One problem with writing fast

A lively discussion has erupted at The Passive Voice, in response to a rant by one of the usual suspects telling self-published writers to slow down and not write so much. Fast writing is not necessarily bad, and slow writing, Heaven knows, can be utter crud. Great novels have been written in a span of weeks or even days. But nobody ever wrote great novels at that pace, one after another, and kept it up for a span of years.

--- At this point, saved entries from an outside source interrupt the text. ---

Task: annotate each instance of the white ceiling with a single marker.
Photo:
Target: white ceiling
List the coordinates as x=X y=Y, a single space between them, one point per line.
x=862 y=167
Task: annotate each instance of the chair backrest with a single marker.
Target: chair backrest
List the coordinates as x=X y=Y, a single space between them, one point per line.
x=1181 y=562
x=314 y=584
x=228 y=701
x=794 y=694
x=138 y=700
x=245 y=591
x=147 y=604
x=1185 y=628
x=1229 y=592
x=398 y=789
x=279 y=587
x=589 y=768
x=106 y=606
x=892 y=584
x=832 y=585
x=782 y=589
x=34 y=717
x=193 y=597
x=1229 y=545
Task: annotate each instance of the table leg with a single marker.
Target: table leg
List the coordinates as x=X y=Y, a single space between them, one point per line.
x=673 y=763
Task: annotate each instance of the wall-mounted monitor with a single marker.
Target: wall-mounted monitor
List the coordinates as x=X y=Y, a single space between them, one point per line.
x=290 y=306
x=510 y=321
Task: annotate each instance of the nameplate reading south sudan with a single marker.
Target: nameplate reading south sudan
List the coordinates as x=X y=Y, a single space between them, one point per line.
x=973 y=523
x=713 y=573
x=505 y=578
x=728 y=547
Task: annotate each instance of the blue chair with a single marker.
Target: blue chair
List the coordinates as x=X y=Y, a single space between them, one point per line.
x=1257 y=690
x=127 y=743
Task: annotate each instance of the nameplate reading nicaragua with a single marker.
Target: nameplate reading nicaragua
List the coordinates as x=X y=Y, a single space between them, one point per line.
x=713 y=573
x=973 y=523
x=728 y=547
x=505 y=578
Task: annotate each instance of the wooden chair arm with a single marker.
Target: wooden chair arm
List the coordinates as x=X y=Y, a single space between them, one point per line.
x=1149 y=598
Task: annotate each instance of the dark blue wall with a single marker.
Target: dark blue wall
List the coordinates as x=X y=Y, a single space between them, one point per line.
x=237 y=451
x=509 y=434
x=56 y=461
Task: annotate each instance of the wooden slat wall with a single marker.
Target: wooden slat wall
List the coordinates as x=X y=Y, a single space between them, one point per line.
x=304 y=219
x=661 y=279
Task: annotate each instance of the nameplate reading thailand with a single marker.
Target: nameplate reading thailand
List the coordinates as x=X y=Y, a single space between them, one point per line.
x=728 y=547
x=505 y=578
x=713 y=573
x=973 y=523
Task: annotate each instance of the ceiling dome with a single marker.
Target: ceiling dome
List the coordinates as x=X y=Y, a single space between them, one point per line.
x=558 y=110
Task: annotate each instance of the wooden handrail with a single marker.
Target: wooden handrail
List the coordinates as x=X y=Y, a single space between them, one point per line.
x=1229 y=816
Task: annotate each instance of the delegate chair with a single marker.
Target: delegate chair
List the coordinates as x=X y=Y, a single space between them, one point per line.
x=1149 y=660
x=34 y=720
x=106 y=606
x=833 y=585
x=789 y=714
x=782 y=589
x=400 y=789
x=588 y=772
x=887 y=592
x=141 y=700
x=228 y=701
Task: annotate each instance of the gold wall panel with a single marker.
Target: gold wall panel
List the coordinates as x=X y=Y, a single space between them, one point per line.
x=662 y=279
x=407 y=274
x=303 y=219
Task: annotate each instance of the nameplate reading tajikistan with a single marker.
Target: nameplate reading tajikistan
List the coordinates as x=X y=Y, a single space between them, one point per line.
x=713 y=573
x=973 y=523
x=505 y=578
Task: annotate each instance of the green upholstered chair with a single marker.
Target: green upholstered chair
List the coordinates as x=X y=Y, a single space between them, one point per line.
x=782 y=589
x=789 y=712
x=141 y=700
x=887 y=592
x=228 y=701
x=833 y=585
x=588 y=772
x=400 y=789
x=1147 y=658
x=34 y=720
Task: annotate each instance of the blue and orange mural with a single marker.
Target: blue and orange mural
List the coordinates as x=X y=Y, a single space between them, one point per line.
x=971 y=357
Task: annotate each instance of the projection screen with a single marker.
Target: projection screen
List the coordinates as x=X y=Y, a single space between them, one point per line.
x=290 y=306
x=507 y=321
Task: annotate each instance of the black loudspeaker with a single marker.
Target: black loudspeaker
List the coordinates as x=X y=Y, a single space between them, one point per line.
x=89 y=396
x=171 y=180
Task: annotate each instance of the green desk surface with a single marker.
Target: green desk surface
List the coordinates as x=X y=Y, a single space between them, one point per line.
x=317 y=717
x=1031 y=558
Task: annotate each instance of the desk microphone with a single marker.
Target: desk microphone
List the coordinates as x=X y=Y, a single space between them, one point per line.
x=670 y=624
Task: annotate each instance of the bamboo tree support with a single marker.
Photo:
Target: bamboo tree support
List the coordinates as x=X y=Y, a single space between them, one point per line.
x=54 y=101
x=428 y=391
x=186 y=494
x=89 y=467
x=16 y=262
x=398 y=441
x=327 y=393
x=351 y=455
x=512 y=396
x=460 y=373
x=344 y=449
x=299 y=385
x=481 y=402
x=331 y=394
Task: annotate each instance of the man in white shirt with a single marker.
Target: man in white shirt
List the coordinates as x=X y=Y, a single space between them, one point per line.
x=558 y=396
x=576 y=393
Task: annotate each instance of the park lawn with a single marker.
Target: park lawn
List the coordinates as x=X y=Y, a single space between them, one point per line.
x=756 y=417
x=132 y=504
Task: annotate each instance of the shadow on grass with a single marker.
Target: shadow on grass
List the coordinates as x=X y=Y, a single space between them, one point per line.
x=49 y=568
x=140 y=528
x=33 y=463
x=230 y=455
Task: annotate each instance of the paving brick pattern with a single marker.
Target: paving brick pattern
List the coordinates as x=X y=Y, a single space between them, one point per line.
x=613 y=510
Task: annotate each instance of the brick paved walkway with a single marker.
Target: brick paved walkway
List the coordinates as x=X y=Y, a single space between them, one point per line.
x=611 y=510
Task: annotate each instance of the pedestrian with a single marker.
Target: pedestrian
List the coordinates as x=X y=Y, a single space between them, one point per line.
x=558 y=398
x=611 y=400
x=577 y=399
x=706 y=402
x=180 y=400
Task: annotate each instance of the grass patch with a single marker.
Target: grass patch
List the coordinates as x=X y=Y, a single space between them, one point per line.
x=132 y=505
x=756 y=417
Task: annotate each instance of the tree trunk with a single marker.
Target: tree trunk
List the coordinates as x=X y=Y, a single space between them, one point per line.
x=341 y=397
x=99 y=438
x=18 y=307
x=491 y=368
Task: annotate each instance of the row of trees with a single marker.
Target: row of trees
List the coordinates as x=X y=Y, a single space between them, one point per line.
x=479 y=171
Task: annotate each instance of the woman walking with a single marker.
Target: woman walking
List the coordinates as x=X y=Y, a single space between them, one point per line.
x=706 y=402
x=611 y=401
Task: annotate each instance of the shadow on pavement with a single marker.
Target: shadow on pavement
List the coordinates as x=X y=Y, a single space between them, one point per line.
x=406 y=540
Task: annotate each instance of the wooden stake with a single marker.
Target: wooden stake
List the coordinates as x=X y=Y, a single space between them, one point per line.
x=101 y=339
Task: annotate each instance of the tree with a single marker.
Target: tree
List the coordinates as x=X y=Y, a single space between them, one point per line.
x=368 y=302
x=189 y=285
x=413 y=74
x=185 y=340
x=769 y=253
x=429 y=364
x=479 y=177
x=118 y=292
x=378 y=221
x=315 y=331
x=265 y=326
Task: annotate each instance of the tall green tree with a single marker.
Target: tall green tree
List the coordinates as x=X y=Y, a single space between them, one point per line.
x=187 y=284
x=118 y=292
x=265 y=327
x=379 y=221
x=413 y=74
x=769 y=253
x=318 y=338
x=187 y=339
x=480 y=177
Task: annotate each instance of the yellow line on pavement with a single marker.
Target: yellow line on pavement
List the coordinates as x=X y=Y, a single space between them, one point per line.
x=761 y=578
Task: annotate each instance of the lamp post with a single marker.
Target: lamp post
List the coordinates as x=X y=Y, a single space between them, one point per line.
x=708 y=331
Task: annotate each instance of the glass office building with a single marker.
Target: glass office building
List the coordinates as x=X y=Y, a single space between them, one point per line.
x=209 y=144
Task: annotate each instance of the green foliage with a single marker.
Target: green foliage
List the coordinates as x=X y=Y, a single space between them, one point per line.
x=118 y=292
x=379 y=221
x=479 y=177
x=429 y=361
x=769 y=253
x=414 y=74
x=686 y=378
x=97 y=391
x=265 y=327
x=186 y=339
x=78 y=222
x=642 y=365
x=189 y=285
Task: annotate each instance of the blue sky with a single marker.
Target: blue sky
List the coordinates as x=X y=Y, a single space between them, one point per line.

People point to Isaac Asimov as an exception. He was a man who wrote 500 books, so Wikipedia tells us, and Wikipedia wouldn’t steer us wrong, would it?

Well, maybe.

If you look up the word prolific in any really good dictionary, you will find a picture of Isaac Asimov sitting at his typewriter. ‘Prolific’ was the adjective most often applied to him as a writer, and the one he was most proud of. But even he had his limits. His average output from 1958, when he became a full-time writer, to about 1989, when illness took away his ability to work regularly, was (by his own reckoning) in the neighbourhood of 500,000 words a year. That’s 15 million words in all, or about enough to fill about 200 paperback books of the size that used to be usual in his younger days – say, 200 to 250 pages. (The average size of paperbacks began to balloon in the 1970s, but that’s another story.) Some of his nonfiction books were quite short, and a number of his stories and essays were published in more than one book; that brings us up well over 300, but it still leaves us far short of the number given by Wikipedia.

So how did he get to 500 books? Simple: he cheated.

Over 100 of the books Asimov listed as his were anthologies (mostly of science fiction, a few in other genres). Those anthologies were compiled and edited by Martin H. Greenberg, sometimes working with Charles Waugh. All Asimov did was write an introduction to the book and a short note on each of the stories, amounting (perhaps) to 10,000 words in all. This work certainly entitled him to have his name on the cover as co-editor, but to say that he wrote those books would be a barefaced lie.

Even Asimov was not equally fluent in all the genres he worked in. He could knock off one of his popular science books in two to four weeks, but a science fiction novel (so he said) took him seven to nine months. It wasn’t the actual writing that took the extra time, but inventing sufficiently interesting ideas and working out their consequences in the story.

Jim Henshaw, the screenwriter, defines creative writing as ‘trying to remember things that haven’t happened yet’. (Apparently this definition is not original with him, but he doesn’t say where he got it from.) The more involved the things are, the more time and effort it takes to ‘remember’ them.

An extreme example: Robert A. Heinlein took three solid days to write one line of Space Cadet. It took that long because he had to work out the trajectory to send a manned rocket from the Earth’s surface into geostationary orbit, ten years before anybody put a rocket into any kind of orbit. What’s more, he had to work it out by hand – the public had no access to computers in 1947. (And that does not count the years he spent beforehand learning the necessary physics.)

Of course, few novels call for that kind of rigorous research. And nothing requires it. Even in science fiction, you can fake it, like the writers of Buck Rogers, which was (for a time) enormously successful. But over the years, the fakery became more obvious and less defensible. Many people still read Heinlein today, but you would be hard pressed to find anyone who still reads Buck Rogers. Faked work doesn’t last.

So while it is very seldom worth a writer’s time to spend months or years obsessing over details of prose at the sentence level, there are some things worth obsessing over. Calculations of the type, ‘I can write X words per hour for Y hours a day, and get Z novels finished in a year’ always leave that factor out. It takes additional time to come up with good ideas, and to develop them well.

Comments

  1. The delights of planning one’s work, when a writer.

  2. DensityDuck says

    Although the books are Asimov’s in the most technical sense: Every time someone bought one he got a royalty check (and, in return, the publisher got to use Asimov’s name recognition factor to sell the book.)

    • In that very technical sense, the books were anywhere from about one-tenth to one-fifteenth Asimov’s. Each of the authors of the stories got a royalty cheque; each of the editors (Martin Harry Greenberg, Asimov, and frequently Charles Waugh) got a one-third share of the editorial bit of the royalty. And while I have no objection to a publisher using Asimov’s name to sell a book (with his and the actual author’s consent), it is simply not factually correct to count such a book as written by Asimov.

      What all this does is to massively cheapen Asimov’s real accomplishment. He could brag, ‘I have written 350 books, distributed across nearly every major category of the Dewey Decimal System,’ and few others could match that boast. Or he could say, ‘I have written or edited 500 books,’ and dozens of old experienced New York editors could sniff and call him a piker. They had edited books by the thousand, some of them.